Actually, I have a 'smart' thermostat. I asked a bunch of companies what would happen to their device if their servers stopped working. Nest does almost nothing without the 'cloud'. Hive (via British Gas) never gave me a straight answer. I asked repeatedly, but all they'd say is that I needn't worry, they're not going anywhere and so the servers would always be there. AFAIK, it turns into an ordinary bi-metalic strip type thermostat if there's no cloud.
I ended up with a Heat Genius system because it carries on working (albeit without remote access). It's got a 'cloud' connection, but it's optional. I can either use uPNP, or else I have to open up firewall ports to let the cloud (and support) in. If I don't do so, then it all just works LAN-only.
The system is a hub (with a raspberry pi in it, I believe), and some z-wave radiator valves, UFH valve switches and a few other bits. In theory they're all hackable, although I seriously doubt you could do much that way - the comms between hub and device isn't really up to it. If the actual hub box got p0wned, it'd be a pain in the arse (about £200 to replace, although I'd probably argue enough to get one for free). In the interim period, it's possible to turn it off and let each of the radiator valves work manually (they have some little buttons that set the target temperature). I don't think our underfloor would work at all though.

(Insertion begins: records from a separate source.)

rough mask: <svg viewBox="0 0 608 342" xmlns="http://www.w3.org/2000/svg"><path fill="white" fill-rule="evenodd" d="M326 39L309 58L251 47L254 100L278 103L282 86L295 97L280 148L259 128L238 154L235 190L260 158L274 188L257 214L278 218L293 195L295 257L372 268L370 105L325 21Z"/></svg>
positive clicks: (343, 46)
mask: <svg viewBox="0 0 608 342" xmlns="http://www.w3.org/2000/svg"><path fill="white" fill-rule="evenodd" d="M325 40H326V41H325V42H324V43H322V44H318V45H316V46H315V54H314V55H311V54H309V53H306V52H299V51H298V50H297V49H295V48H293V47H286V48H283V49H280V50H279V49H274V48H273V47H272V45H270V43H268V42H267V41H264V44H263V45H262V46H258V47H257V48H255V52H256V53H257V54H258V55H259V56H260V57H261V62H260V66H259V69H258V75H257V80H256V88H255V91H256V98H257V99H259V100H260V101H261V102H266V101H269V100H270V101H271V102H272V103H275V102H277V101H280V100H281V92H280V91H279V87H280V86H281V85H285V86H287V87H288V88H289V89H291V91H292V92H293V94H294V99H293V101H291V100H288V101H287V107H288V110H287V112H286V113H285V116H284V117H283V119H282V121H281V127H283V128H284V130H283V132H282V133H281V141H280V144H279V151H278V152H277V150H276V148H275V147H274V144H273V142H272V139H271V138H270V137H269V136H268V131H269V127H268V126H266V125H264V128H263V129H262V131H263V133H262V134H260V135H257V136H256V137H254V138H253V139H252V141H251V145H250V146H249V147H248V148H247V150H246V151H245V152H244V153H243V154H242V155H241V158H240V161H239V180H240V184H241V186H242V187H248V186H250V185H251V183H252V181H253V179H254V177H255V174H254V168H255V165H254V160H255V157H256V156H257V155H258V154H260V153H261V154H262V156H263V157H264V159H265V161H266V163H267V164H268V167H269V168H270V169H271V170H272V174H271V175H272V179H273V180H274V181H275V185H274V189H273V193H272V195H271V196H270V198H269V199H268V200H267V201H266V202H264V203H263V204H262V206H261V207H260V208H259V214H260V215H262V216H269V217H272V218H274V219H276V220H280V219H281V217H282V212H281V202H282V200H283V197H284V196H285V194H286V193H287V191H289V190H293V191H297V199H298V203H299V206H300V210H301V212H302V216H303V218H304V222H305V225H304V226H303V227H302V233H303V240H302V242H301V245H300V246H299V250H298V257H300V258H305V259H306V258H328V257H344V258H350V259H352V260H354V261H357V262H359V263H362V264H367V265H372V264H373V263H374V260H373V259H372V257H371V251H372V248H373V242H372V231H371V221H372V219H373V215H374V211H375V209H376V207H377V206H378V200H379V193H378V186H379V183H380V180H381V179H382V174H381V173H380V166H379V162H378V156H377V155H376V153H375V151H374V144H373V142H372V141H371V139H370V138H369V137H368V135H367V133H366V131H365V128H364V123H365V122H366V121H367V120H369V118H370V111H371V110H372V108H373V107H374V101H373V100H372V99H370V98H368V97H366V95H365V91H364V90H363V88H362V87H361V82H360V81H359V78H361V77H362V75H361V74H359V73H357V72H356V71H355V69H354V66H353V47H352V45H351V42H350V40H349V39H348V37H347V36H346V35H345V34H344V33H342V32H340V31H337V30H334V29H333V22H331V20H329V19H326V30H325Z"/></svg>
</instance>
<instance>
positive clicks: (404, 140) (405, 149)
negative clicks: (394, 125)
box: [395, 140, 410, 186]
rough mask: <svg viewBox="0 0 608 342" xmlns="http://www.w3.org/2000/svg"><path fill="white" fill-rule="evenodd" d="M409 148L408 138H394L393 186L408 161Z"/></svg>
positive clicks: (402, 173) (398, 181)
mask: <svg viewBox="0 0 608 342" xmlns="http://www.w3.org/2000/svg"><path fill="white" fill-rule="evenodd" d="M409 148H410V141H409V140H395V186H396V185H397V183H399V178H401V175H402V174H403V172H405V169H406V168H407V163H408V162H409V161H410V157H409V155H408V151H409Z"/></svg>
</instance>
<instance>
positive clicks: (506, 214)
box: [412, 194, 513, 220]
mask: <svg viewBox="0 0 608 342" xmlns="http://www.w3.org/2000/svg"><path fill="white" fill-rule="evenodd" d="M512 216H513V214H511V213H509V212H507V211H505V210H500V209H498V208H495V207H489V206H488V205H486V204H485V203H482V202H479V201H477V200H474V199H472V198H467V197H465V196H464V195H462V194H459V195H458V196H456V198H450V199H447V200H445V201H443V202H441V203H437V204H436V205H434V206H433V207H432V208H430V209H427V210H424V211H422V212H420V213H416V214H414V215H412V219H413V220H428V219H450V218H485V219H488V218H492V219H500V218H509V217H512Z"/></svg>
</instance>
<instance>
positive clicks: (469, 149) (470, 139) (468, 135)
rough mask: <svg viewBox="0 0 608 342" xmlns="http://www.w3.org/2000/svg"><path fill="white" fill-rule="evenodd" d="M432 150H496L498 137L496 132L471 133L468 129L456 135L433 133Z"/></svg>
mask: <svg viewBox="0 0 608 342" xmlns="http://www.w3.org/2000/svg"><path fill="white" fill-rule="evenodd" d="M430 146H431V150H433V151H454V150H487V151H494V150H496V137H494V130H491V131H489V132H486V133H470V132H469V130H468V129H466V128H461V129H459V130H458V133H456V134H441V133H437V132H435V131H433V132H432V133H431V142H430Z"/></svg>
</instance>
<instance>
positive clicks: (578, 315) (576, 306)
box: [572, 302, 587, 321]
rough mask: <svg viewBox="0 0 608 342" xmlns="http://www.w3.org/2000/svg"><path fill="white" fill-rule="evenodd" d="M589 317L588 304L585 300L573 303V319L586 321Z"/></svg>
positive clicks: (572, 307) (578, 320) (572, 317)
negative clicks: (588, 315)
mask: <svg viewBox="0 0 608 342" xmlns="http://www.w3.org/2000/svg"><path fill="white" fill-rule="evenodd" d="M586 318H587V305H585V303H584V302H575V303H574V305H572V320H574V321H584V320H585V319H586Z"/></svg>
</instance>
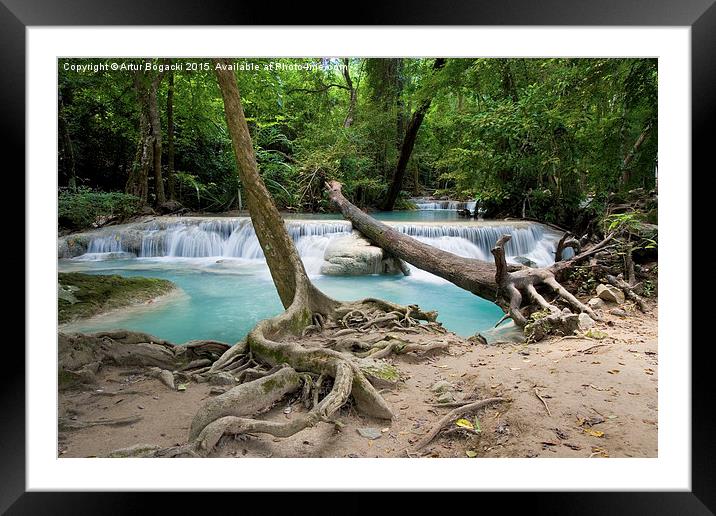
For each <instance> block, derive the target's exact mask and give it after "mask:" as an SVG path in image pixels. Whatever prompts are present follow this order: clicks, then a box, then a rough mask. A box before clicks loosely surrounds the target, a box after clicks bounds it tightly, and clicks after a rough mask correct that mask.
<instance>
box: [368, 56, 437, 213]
mask: <svg viewBox="0 0 716 516" xmlns="http://www.w3.org/2000/svg"><path fill="white" fill-rule="evenodd" d="M443 66H445V59H443V58H438V59H436V60H435V63H434V64H433V71H437V70H439V69H440V68H442V67H443ZM432 100H433V99H432V97H429V98H427V99H426V100H424V101H423V102H422V104H420V106H419V107H418V109H417V110H416V111H415V112H414V113H413V116H412V117H411V118H410V122H408V127H407V129H406V130H405V137H404V138H403V143H402V145H401V146H400V156H399V157H398V164H397V165H396V167H395V172H394V174H393V180H392V182H391V184H390V188H389V189H388V193H387V194H386V196H385V200H384V201H383V204H382V206H381V209H383V210H384V211H393V208H394V206H395V201H396V200H397V199H398V195H400V190H401V189H402V188H403V179H404V178H405V170H406V168H407V166H408V161H409V160H410V155H411V154H412V153H413V147H415V140H416V139H417V137H418V130H419V129H420V126H421V125H422V123H423V119H424V118H425V115H426V114H427V112H428V109H430V104H431V103H432Z"/></svg>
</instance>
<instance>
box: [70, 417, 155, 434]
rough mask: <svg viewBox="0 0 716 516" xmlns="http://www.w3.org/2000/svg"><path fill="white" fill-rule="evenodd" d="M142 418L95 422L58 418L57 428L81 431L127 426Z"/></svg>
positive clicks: (133, 423)
mask: <svg viewBox="0 0 716 516" xmlns="http://www.w3.org/2000/svg"><path fill="white" fill-rule="evenodd" d="M141 420H142V416H128V417H120V418H115V419H98V420H96V421H80V420H78V419H69V418H59V420H58V424H57V426H58V428H59V429H60V430H63V431H68V430H81V429H83V428H89V427H92V426H127V425H133V424H134V423H138V422H139V421H141Z"/></svg>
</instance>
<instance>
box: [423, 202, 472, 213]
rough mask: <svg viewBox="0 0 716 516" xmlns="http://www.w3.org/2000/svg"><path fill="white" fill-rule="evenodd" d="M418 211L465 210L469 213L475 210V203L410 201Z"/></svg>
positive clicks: (469, 202)
mask: <svg viewBox="0 0 716 516" xmlns="http://www.w3.org/2000/svg"><path fill="white" fill-rule="evenodd" d="M412 201H413V203H414V204H415V206H417V208H418V210H430V211H434V210H452V211H456V210H463V209H465V208H467V209H468V210H470V211H473V210H474V209H475V205H476V204H477V202H475V201H468V202H464V201H428V200H425V199H412Z"/></svg>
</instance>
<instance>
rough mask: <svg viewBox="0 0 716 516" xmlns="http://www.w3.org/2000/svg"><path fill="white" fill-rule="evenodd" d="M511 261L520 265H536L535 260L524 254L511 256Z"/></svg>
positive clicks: (525, 265) (533, 266)
mask: <svg viewBox="0 0 716 516" xmlns="http://www.w3.org/2000/svg"><path fill="white" fill-rule="evenodd" d="M512 261H514V262H517V263H519V264H521V265H525V266H527V267H537V262H535V261H534V260H530V259H529V258H527V257H526V256H515V257H514V258H512Z"/></svg>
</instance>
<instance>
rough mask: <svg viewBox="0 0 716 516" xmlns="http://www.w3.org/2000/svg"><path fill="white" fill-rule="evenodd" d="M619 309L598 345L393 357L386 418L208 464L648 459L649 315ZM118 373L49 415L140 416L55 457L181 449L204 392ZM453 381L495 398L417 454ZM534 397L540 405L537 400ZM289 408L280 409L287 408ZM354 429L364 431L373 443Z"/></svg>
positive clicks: (81, 438)
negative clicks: (300, 461)
mask: <svg viewBox="0 0 716 516" xmlns="http://www.w3.org/2000/svg"><path fill="white" fill-rule="evenodd" d="M650 308H651V309H650V311H649V313H648V314H641V313H639V312H637V311H635V310H633V309H632V310H628V312H629V316H628V317H626V318H621V317H617V316H614V315H611V314H609V313H608V312H603V316H604V321H603V322H600V323H598V324H597V325H596V328H597V329H599V330H600V331H602V332H604V333H606V334H608V336H607V337H606V338H604V339H602V340H594V339H588V338H581V337H580V338H566V339H564V338H563V339H551V340H548V341H543V342H540V343H537V344H530V345H526V344H513V343H512V344H511V343H497V344H490V345H483V344H474V343H472V342H468V341H466V340H464V339H461V338H459V337H456V336H453V335H450V336H449V337H448V338H449V340H450V342H451V346H450V349H449V352H448V353H445V352H433V353H432V354H431V355H429V356H426V357H416V356H411V355H403V356H399V357H396V358H394V359H393V361H394V364H395V365H396V366H397V367H398V369H399V370H400V372H401V376H402V377H403V381H401V382H399V384H398V386H397V387H395V388H394V389H390V390H385V391H383V395H384V397H385V399H386V400H387V402H388V403H389V405H390V406H391V407H392V408H393V410H394V412H395V414H396V416H395V418H394V419H393V421H390V422H388V421H385V420H375V419H371V418H366V417H363V416H361V415H360V414H357V413H356V412H355V410H354V409H353V408H352V407H350V406H347V407H344V408H343V409H341V411H340V413H339V415H338V418H337V419H338V420H339V421H341V422H342V423H343V424H344V426H343V427H342V428H341V429H340V430H339V429H338V428H337V427H336V426H335V425H333V424H330V423H319V424H318V425H317V426H316V427H314V428H310V429H307V430H304V431H302V432H299V433H298V434H296V435H294V436H293V437H290V438H287V439H275V438H273V437H271V436H266V435H258V436H247V437H244V438H242V439H235V438H224V439H223V440H222V442H221V444H220V446H219V447H218V448H217V450H215V451H214V452H213V454H212V456H217V457H244V456H245V457H407V456H410V457H421V456H427V457H466V456H468V455H469V456H473V455H474V456H476V457H580V458H584V457H656V456H657V379H658V373H657V361H658V354H657V316H656V312H657V310H656V306H655V305H651V307H650ZM132 373H133V372H132V371H131V370H128V369H124V370H122V369H116V368H110V369H105V371H104V372H103V373H102V374H101V375H100V385H98V386H97V388H96V389H93V390H88V391H67V392H61V393H60V394H59V415H60V417H65V418H70V420H71V421H83V422H87V421H102V420H106V419H114V418H121V417H128V416H139V417H141V418H142V419H141V420H139V421H138V422H136V423H133V424H129V425H125V426H104V425H99V426H92V427H89V428H84V429H81V430H73V431H61V432H60V433H59V440H58V453H59V456H60V457H92V456H101V455H103V454H106V453H108V452H110V451H112V450H115V449H118V448H123V447H128V446H132V445H136V444H140V443H141V444H156V445H161V446H171V445H176V444H180V443H184V442H185V441H186V438H187V434H188V430H189V425H190V423H191V420H192V418H193V416H194V414H195V413H196V410H197V408H198V407H199V406H200V404H201V403H202V402H203V400H206V399H208V398H209V397H211V396H213V395H215V394H212V393H211V389H212V386H210V385H208V384H205V383H204V384H196V383H191V384H189V385H188V387H187V390H186V391H170V390H169V389H168V388H167V387H165V386H164V385H163V384H161V383H160V382H159V381H157V380H154V379H151V378H147V377H144V376H142V375H141V374H132ZM441 380H445V381H447V382H449V383H450V384H452V389H451V391H452V392H453V395H454V397H455V399H457V400H460V399H462V398H463V397H465V398H473V397H474V398H478V399H482V398H489V397H495V396H499V397H504V398H506V399H508V400H509V401H507V402H501V403H499V404H495V405H491V406H489V407H487V408H485V409H482V410H480V411H478V412H477V413H476V414H471V415H469V416H467V419H469V420H470V421H471V422H473V424H474V416H476V417H477V422H478V424H479V427H480V431H479V432H474V431H470V430H462V429H460V428H458V427H457V426H454V425H453V426H451V427H450V429H449V430H447V431H445V432H443V433H442V434H440V435H438V437H437V438H436V439H435V440H433V441H432V443H431V444H429V445H428V446H426V447H425V448H424V449H422V450H421V451H419V452H417V451H415V443H416V442H418V441H419V440H420V438H421V437H423V436H424V435H425V434H426V433H427V432H428V431H429V430H430V429H431V428H432V426H433V425H434V424H435V423H436V422H437V421H438V420H439V419H440V418H441V417H442V416H444V415H445V414H447V413H448V412H449V410H451V409H448V408H444V407H435V406H432V405H431V404H434V403H435V402H436V394H434V393H433V392H432V391H431V387H432V386H433V385H434V384H435V383H436V382H438V381H441ZM537 393H538V394H539V396H540V397H541V398H542V399H540V398H539V397H538V395H537ZM289 407H290V408H289ZM303 410H306V409H304V408H303V407H302V405H301V404H300V403H298V402H294V403H292V402H291V400H283V401H282V402H280V403H279V404H278V405H276V406H275V407H274V408H272V409H271V410H270V411H269V412H267V413H266V414H264V415H263V416H262V417H265V418H270V419H276V420H280V419H286V418H291V417H295V415H296V414H297V413H300V412H301V411H303ZM359 428H374V429H377V430H379V431H380V437H378V438H377V439H374V440H371V439H367V438H365V437H363V436H361V435H360V434H359V433H358V429H359Z"/></svg>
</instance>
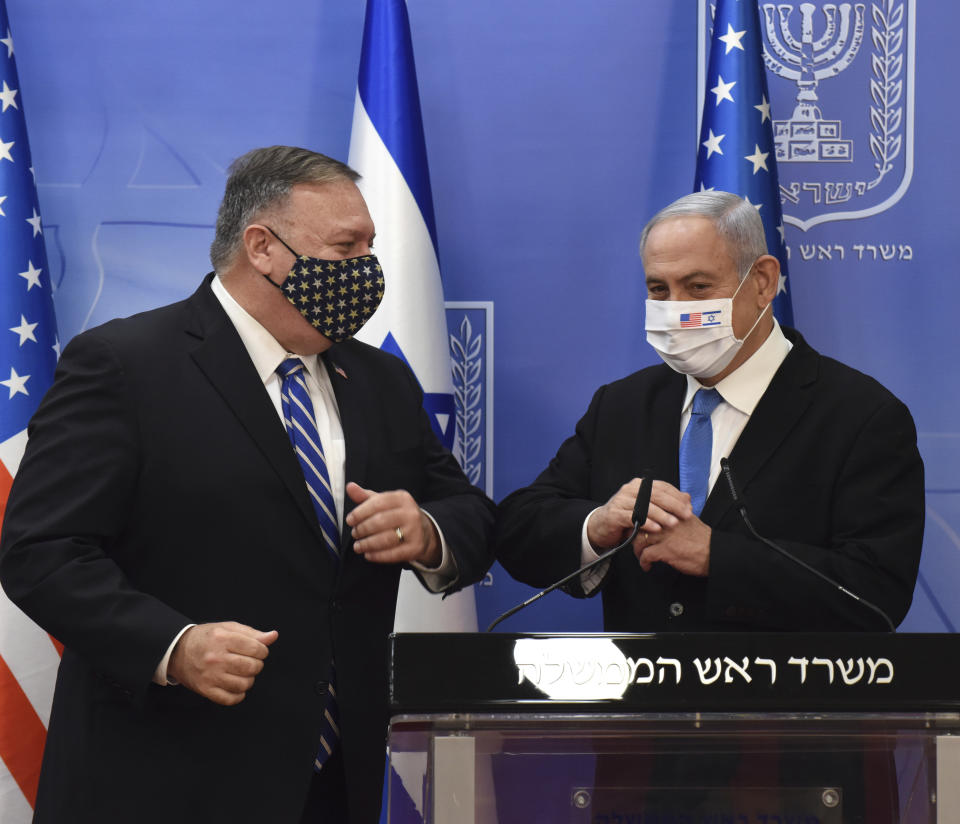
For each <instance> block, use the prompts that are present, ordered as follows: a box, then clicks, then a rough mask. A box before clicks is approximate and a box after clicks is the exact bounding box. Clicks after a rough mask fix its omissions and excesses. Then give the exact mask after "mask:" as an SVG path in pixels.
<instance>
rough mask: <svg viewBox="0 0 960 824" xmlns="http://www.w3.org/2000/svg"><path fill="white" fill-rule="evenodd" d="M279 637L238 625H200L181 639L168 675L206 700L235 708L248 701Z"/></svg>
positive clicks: (178, 641)
mask: <svg viewBox="0 0 960 824" xmlns="http://www.w3.org/2000/svg"><path fill="white" fill-rule="evenodd" d="M277 636H278V633H277V631H276V630H271V631H270V632H261V631H260V630H257V629H254V628H253V627H248V626H245V625H244V624H238V623H236V622H235V621H226V622H223V623H218V624H198V625H197V626H195V627H190V629H188V630H187V631H186V632H185V633H184V634H183V635H182V636H180V640H179V641H178V642H177V645H176V647H174V650H173V653H172V654H171V656H170V663H169V665H168V666H167V674H168V675H170V676H171V677H172V678H174V679H176V680H177V681H178V682H179V683H180V684H182V685H183V686H185V687H187V688H188V689H191V690H193V691H194V692H196V693H199V694H200V695H202V696H203V697H204V698H209V699H210V700H211V701H213V702H214V703H216V704H223V705H224V706H227V707H231V706H233V705H234V704H239V703H240V702H241V701H242V700H243V699H244V698H246V695H247V690H249V689H250V688H251V687H252V686H253V679H254V678H255V677H256V676H257V675H259V674H260V671H261V670H262V669H263V662H264V659H266V657H267V655H268V654H269V652H270V650H269V649H268V647H269V646H270V645H271V644H272V643H273V642H274V641H276V640H277Z"/></svg>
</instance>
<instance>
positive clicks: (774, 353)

So... why bother with any of this? Well, when it's working properly, it's actually very good at controlling the temperature in the house. It uses some fancy logic to just about heat the room to the target temperature without over-shooting it. It also maintains temperature very well. My memory of physics suggests this should be cheaper to run than more traditional setups (although I don't have any decent facts either way). If I'm honest, it's got quite a few rough edges, and some annoying bugs. Having said that, I can't fault their support, so getting to the bottom of what's going on pretty quickly.